Her Majesty was travelling solo today, marking her first visit to Hull in 8 years.
The Monarch arrived in Hull on the royal train at Paragon Station to crowds of well-wishers; she stopped to speak with many of the waiting crowd as she walked down the platform. Among the crowds were volunteers who have been organising events for the City of Culture year.
Upon her arrival, The Queen was greeted by the Lord-Lieutenant of East Riding and then given a posy by 11-year-old Islay Cunliffe-Lister. Her Majesty also unveiled a plaque at the train station to mark her visit to Hull.
— The Royal Family (@RoyalFamily) 16 November 2017
Her Majesty’s first stop was at the Siemens Gamesa wind turbine factory on Alexandra Dock. The Queen was taken on a tour, where she viewed the blade production line, which primarily produces blades to be used for offshore turbines. The factory produced a 75m long wind turbine blade which was used in an art installation in the city as part of the City of Culture events.

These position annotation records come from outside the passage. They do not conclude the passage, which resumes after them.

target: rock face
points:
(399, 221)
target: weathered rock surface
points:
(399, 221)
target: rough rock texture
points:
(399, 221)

During her visit to the factory, Her Majesty met workers and apprentices who work there, as well as watching a demonstration of how blades are produced. The Royal was also shown the ‘Greenpeace car’, which uses renewable energy as fuel.
The 91-year-old Sovereign spoke with those who are employed on the ‘Pathway Plus’ programme, which is for employees with special educational needs. Once again, The Queen unveiled a plaque to mark her visit and was presented with a posy before departing.
The next stop was the University of Hull, where Elizabeth II formally opened the Allam Medical Building. The building is located in the university’s health campus, which cost £28 million to build. The new facility is designed to help with medical training, and includes a simulation operating theatre, a normal hospital ward and also an intensive care ward.
During her tour, Her Majesty watched on as students practiced a caesarean section on a mannequin, as well as observing other student nurses who were training on robotic mannequins in the simulated ward.
The Queen also took time to speak to the students, cracking jokes along the way – she quipped to one student, who was drinking a glass of water to help him take fake drugs, “I hope it’s just water”.
The new medical facility aims to ensure students are properly trained before they enter clinical practice; Her Majesty spoke to some of the representatives and tutors from the University during her visit.
Before leaving Hull by plane, the Monarch unveiled her third plaque of the day, as well as signing the visitors’ book and receiving another posy.
All flowers received during royal visits are then donated to hospitals, care homes and other such centres, where flowers would cheer up the environment.